The telecom carrier sold $5 billion of senior unsecured bonds in two parts to refinance outstanding debt, according to a person with knowledge of the matter. The largest non-financial issuer of corporate debt, AT&T has made debt reduction its “top priority” for this year. The proceeds of Wednesday’s sale, along with cash on hand, will go toward repaying some bonds issued by AT&T as well as subsidiaries of DirecTV, which AT&T bought in 2015 for $49 billion.
Through its acquisition of DirecTV, and more recently its blockbuster buy of Time Warner Inc. for $85 billion last year, AT&T amassed a debt load as high as $180 billion. Though the company pledged to pay down debt with each deal, credit raters have expressed concern about the amount of debt relative to its earnings, a metric known as leverage. AT&T is rated two steps above speculative grade with a stable outlook by Moody’s Investors Service and S&P Global Ratings.

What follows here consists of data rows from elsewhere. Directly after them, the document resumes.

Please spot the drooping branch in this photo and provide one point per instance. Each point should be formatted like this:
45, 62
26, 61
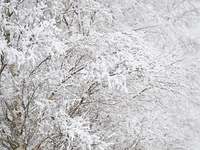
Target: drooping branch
3, 65
89, 92
49, 57
9, 141
44, 139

A representative for AT&T didn’t immediately respond to a request for comment.
That rating, squarely in the middle of the BBB rankings, is the lowest tier of investment-grade, where now half of the $5 trillion market resides. Many companies like Verizon Communications Inc. and Anheuser-Busch InBev NV have ended up there as well, also through by taking advantage of decade-long low interest rates to finance acquisitions at the expense of credit metrics.
This time around, they’re coming back to the capital markets for a different reason. AB InBev borrowed $15.5 billion last month in the year’s largest bond sale so far to refinance some of the debt it took on to buy SABMiller Plc in 2016. Verizon, which has been actively addressing its balance sheet since buying Vodafone Plc’s stake in Verizon Wireless in 2014, is in the process of exchanging upcoming bonds for $4 billion of new notes with longer maturities.
It all adds up to make 2019 the year of the “debt diet,” Peter Tchir, head of macro strategy at Academy Securities, said on Bloomberg TV this week.
“This is really a year that corporations are going to focus on their debt, and they’re going to remain conscious about how much debt they take on,” Tchir said. “We’re going to see companies focus on their balance sheet, and that will actually be good for stock prices. And that’s why they’re doing it.”
AT&T, like Verizon, is trying to address its near-term maturities in 2020 and 2021 with Wednesday’s bond sale, according to a filing Wednesday. The longest portion of the two-part offering, a 20-year security, will yield 2.2 percentage points above Treasuries, after initially discussing around 2.375 percentage points, said the person with knowledge of the matter, who asked not to be identified as the details are private.
Dallas-based AT&T has said it plans to pay down about $20 billion of debt this year through a combination of internally-generated free cash flow and asset sales. Given the company’s expectation to generate about $12 billion of cash after dividends, it’s unlikely AT&T will approach the debt markets again this year for refinancing purposes, Bloomberg Intelligence analyst Stephen Flynn said on Bloomberg Radio Wednesday.
BNP Paribas SA, Goldman Sachs Group Inc., Morgan Stanley and Wells Fargo & Co. managed the bond sale, according to the filing.